Her heart leaped. She pretended to ignore it. “Mr. Worthington, you startled me.”
He tossed down his hat and pulled his coat from his shoulders to drape over the chair by the fire. His movements seemed odd, deliberate. A shiver went through her belly at his strangeness. Was he … angry?
She stepped back a tiny step and then another one. “Mr. Worthington, why did my manservant not take your hat and coat when you entered the house?”
He slid his gaze away. “I didn’t see him.”
She swallowed. “You let yourself in? That was a bit presumptuous, perhaps?”
He turned to face her. His handsome features were set, unsmiling. “Am I wrong?” He moved toward her. “Am I unwelcome?”
There was an edge to his voice. He seemed larger than his brother somehow. He came closer still, slowly stalking her across the carpet. Her back came up against the wall next to the window. He kept coming.
“Mira, I have waited long enough.” He reached out and slowly pulled at the belt of her wrapper. “I want to see you.”
The heat coming from his large male body was beginning to weaken her knees. Mr. Worthington obviously had a bit of a dark side.
Her heart raced. Her mouth went dry. Terror made her belly shiver—except it wasn’t terror at all. She made no move to stop his untying.
When the belt fell away, he slowly slipped the wrapper from her shoulders. It pooled at her feet. She now stood before him in her lacy nightdress. It was a mere wisp of a gown.
She’d received it from Mr. Button last week and ha
d also been given several other things that maidens had no use for and wives needn’t bother with. This gown was made for seduction, filmy and fine and barely there. It clung like spiderweb to her skin, leaving nothing to the imagination.
His jaw clenched to see her in it. “You look like a courtesan.”
She reveled in his reaction. She inhaled strategically. “Yet I am not for sale.” Goodness, she was becoming quite the seductress. How interesting!
He reached out to brush her hair back over her shoulder.
“Mr. Worthington, what are you dong here?”
He twitched slightly, shaking his head as if shaking off a dream. Then he turned away. “My apologies. I don’t know what I was thinking. I shouldn’t have come.”
She stepped forward. “Tell me, sir, what of your mood this evening? I would know what it is that has made you so angry.”
He looked down at his hands. “I’m not angry.”
She folded her arms. “No, you are furious.”
He didn’t try to deny it again. Instead, he gazed down at his hands. “Empty,” he murmured. “Why didn’t I bring flowers, too?”
Miranda went very still. “How did you know Poll brought me flowers?”
Startled, he cast a glance about the room, but she’d not kept the tattered bouquet at all, for it was a strange and uncomfortable reminder of that very odd kiss. Since he could not easily gesture toward the invisible flowers and declare himself merely observant, she knew that he had watched Poll arrive.

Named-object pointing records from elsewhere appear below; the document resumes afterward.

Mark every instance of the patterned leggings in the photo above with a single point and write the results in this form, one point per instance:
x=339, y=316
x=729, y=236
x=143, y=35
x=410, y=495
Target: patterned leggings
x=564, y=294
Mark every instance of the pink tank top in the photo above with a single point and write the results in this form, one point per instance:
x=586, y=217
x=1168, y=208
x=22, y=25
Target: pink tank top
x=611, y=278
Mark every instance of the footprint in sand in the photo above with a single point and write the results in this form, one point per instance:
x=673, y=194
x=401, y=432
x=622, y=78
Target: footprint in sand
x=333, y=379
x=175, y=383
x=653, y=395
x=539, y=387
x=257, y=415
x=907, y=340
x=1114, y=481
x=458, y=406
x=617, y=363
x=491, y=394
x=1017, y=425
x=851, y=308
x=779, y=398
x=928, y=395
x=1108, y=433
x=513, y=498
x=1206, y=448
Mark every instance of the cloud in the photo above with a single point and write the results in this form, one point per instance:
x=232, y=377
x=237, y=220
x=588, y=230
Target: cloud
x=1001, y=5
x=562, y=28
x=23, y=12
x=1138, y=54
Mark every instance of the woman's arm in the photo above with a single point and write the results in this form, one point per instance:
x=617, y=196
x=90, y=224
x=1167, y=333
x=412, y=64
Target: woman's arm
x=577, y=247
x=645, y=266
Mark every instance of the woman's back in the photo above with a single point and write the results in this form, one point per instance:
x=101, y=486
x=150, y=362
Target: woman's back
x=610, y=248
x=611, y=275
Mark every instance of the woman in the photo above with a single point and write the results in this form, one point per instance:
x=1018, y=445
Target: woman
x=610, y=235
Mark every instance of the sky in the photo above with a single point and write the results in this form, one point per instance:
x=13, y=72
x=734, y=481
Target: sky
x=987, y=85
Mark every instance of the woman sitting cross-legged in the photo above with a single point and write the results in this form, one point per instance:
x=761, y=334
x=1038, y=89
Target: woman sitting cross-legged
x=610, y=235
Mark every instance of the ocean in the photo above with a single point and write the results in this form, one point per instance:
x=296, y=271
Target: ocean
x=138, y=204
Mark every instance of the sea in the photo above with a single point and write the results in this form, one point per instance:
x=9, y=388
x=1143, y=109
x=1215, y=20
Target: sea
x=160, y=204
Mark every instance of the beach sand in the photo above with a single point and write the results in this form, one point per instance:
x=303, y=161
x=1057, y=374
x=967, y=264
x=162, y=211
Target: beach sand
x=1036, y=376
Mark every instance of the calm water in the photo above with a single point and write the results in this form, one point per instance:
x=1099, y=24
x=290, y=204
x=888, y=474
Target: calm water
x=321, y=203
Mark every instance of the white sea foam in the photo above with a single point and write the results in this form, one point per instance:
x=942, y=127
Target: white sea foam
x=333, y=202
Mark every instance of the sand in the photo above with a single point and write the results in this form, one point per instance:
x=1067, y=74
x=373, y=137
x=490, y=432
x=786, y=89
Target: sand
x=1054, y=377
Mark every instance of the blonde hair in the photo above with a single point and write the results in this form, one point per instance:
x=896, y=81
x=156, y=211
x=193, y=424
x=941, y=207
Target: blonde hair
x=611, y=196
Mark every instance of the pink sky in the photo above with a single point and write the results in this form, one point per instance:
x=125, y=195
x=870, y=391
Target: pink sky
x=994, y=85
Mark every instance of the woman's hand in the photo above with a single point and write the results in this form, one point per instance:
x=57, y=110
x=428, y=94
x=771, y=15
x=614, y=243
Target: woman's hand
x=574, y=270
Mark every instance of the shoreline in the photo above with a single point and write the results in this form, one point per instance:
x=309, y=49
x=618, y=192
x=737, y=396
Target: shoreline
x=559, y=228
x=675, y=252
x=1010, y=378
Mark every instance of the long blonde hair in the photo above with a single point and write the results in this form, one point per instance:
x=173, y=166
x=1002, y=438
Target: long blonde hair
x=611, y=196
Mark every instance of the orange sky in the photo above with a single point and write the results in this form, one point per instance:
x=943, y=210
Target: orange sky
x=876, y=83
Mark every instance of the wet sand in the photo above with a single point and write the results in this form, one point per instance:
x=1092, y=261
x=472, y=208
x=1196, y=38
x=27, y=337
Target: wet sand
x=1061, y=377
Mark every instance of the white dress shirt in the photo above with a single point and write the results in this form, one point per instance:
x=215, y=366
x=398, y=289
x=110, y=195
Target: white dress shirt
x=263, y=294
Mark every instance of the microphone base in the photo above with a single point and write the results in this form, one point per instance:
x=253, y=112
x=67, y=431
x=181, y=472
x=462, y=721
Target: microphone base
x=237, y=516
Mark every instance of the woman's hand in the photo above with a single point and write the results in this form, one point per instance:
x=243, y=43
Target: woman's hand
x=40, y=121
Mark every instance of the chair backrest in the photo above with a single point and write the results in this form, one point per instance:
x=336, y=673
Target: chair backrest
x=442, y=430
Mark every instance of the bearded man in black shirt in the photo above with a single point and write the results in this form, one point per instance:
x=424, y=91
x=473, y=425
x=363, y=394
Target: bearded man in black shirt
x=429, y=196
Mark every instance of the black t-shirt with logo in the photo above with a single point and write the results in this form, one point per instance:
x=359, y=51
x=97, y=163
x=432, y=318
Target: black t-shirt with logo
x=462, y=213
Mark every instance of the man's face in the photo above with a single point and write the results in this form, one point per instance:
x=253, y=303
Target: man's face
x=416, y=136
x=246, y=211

She lifted her chin. “Did you see him climb the wall?”
He shot her a glance like green fire. “Yes.”
“Ah. Did you see him recite The Tempest to me?”
His jaw worked. “Yes, damn it.”
“Did you know that I hate that play? Prospero is a bully and Miranda is a twit.”
One corner of his mouth twitched. “Such vehemence.”
She snorted. “What if your name were Ferdinand? How would you like that?”
He lifted his head to fix her with his eyes like gateways to a deep and dangerous forest. “Then you would have loved me at first sight.” Surprise crossed his expression, as if he’d not meant to say any such thing.